The raid of the Las Vegas home of Dr Conrad Murray came a day after sources in the investigation told US news media that investigators believe Murray gave Jackson a dose of the hospital anesthetic propofol hours before Jackson died of cardiac arrest. EPA/RONDA CHURCHILL
Washington - Michael Jackson's physician left him alone after putting him to sleep with a powerful anesthetic in order eto make telephone calls to family and friends, the Los Angeles Times reported Friday.
The Times quoted three people familiar with the investigation as sources for the report.

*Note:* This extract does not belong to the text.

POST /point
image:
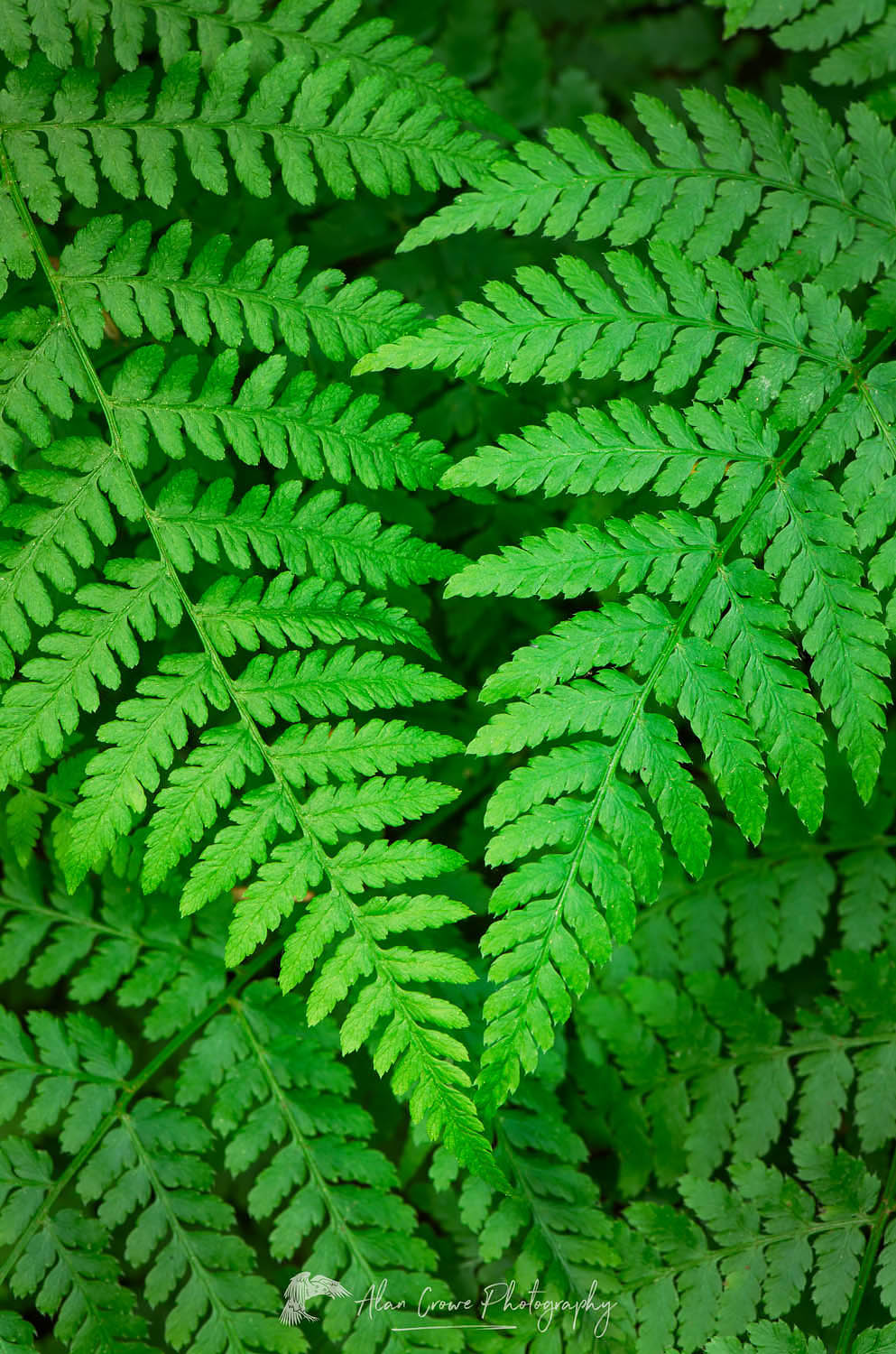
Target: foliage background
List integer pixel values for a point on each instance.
(688, 1110)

The cardiologist, Dr Conrad Murray, is being investigated on possible involuntary manslaughter charges for his alleged administration to Jackson of Propofol, a drug normally only administered intravenously in surgical operating rooms in hospital settings.
Patients who receive Propofol normally are monitored for heart and breathing rate under the watchful eye of an anaesthesiologist.
After Murray put Jackson under early June 25, he left the pop singer alone to make an unclear number of phone calls. When he went back to Jackson, he found the singer had stopped breathing.
Murray reportedly admitted to investigators two days after Jackson's death that he had administered the drug, the sources told the Los Angeles Times.
Murry told detectives that Jackson had been using Propfol to help him sleep for over the past decade, and that the 50-year-old singer had never had problems with it in the past, so he felt OK leaving him alone.
Jackson employed Murray for 150,000 dollars a month. Murray's home and practice in Las Vegas have been searched by investigators for a record of his drug-prescribing practices.
After finding Jackson was not breathing, Murray tried to resuscitate him while someone else at Jackson's Los Angeles rented home called the 911 rescue squad. The performer was pronounced dead at hospital.
The final results of Jackson's autopsy have not yet been released, and investigators are also pursuing other physicians connected to Jackson's care, the Times reported.